More than 25 agents have delved into every aspect of Ms. Kazakova’s life, carrying out what they have termed a “counterintelligence operation.” Masked special service officers with automatic weapons have raided her associates’ homes. More than 250 witnesses have been interrogated, and 67 volumes of evidence have been amassed, according to the trial records.

Even a prominent Kremlin official has declared that Ms. Kazakova is being persecuted, and so has the human rights ombudsman here in Siberia, who is a government official. Yet the F.S.B. remains largely untouchable.
“Why are they doing this, who fears me?” Ms. Kazakova, 47, asked in a letter that she passed to her lawyers last year. “Why are they keeping me in jail, when I pose no threat?”

The F.S.B., which protects national security and investigates major felonies, has never publicly explained why it decided to devote such resources to pursuing the mayor of a village of 1,700 people. She was charged with abuse of office and election irregularities, crimes that the F.S.B. rarely scrutinizes at the local level.

After her arrest in March 2008, she was held in a cell at Pre-Trial Detention Center No. 1, a jail in the Siberian regional capital of Irkutsk that was once used by Stalin’s secret police. For nearly two and a half years, she was denied all contact with her fiancĂ©, mother and three children, including a 15-year-old daughter who has a neurological disease.

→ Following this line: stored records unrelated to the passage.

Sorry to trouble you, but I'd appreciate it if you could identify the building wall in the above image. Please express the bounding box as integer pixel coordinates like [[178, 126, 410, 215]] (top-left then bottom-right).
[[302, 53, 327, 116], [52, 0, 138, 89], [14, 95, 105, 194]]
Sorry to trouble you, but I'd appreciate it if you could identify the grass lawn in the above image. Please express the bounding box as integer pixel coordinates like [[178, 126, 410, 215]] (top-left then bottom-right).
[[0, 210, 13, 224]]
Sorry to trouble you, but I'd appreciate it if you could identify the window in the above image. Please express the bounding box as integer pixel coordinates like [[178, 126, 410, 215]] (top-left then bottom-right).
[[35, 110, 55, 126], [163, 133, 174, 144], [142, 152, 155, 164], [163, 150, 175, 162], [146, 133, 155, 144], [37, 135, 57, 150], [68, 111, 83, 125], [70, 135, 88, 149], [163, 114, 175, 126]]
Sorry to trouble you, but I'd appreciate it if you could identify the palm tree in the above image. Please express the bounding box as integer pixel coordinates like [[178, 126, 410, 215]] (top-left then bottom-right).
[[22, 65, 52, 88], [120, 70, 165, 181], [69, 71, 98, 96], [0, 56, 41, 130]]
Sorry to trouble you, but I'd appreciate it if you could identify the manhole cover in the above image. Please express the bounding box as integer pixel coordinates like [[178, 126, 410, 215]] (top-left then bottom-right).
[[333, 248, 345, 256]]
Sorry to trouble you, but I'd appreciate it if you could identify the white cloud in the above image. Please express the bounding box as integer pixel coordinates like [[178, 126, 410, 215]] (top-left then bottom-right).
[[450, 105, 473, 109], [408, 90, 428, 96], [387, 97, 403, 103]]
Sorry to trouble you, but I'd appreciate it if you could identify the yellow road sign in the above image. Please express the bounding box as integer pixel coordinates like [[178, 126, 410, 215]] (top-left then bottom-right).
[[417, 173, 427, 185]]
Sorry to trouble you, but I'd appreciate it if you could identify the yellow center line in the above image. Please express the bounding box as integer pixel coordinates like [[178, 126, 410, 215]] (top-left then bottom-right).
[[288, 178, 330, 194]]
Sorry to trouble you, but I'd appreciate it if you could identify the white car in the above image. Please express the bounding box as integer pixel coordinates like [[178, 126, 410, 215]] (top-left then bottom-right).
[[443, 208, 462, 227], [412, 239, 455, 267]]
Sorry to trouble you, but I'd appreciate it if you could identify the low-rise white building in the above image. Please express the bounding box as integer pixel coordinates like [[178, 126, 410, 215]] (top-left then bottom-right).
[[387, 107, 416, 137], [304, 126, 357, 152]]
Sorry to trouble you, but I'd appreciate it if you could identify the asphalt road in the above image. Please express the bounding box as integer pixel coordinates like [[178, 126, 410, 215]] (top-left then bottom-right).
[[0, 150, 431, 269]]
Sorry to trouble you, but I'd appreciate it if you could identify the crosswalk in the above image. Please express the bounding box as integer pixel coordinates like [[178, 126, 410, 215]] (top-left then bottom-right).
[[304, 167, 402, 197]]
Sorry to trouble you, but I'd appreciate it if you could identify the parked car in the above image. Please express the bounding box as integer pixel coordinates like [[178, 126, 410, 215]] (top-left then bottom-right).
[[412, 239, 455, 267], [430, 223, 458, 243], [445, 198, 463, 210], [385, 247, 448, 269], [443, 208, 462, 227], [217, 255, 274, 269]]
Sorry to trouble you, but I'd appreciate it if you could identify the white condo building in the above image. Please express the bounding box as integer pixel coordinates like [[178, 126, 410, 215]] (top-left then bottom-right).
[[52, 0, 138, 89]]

Late on Wednesday night, after The New York Times made repeated inquiries to the F.S.B. about the charges against Ms. Kazakova, the judge in the case reversed previous decisions and agreed to release Ms. Kazakova on bail. The next day, Ms. Kazakova embraced her family for the first time since 2008.

The judge is expected to issue a verdict in Ms. Kazakova’s trial within the next few weeks. Her lawyers say, based on how the trial was conducted, that the judge does not seem open to the possibility that Ms. Kazakova is not guilty. She could face several years in prison.

Russia is a freer society than its Soviet predecessor, and the F.S.B. is smaller and less intrusive than the K.G.B. But the agency still functions mostly in secret, with an intimidating reputation and almost no oversight from other branches of government.

Prime Minister Vladimir V. Putin, the country’s paramount leader, is a former director of the F.S.B. and a former K.G.B. officer, and since his rise to power a decade ago, the agency has wielded tremendous influence in government and industry. Mr. Putin has appointed many former agency officers to senior positions. They are known as the siloviki, from the Russian word for “force.”

The agency has regularly faced criticism for undertaking politically motivated inquiries, especially those involving opposition politicians. It has also prosecuted scientists and academics for what it has contended were illegal transfers of classified information abroad.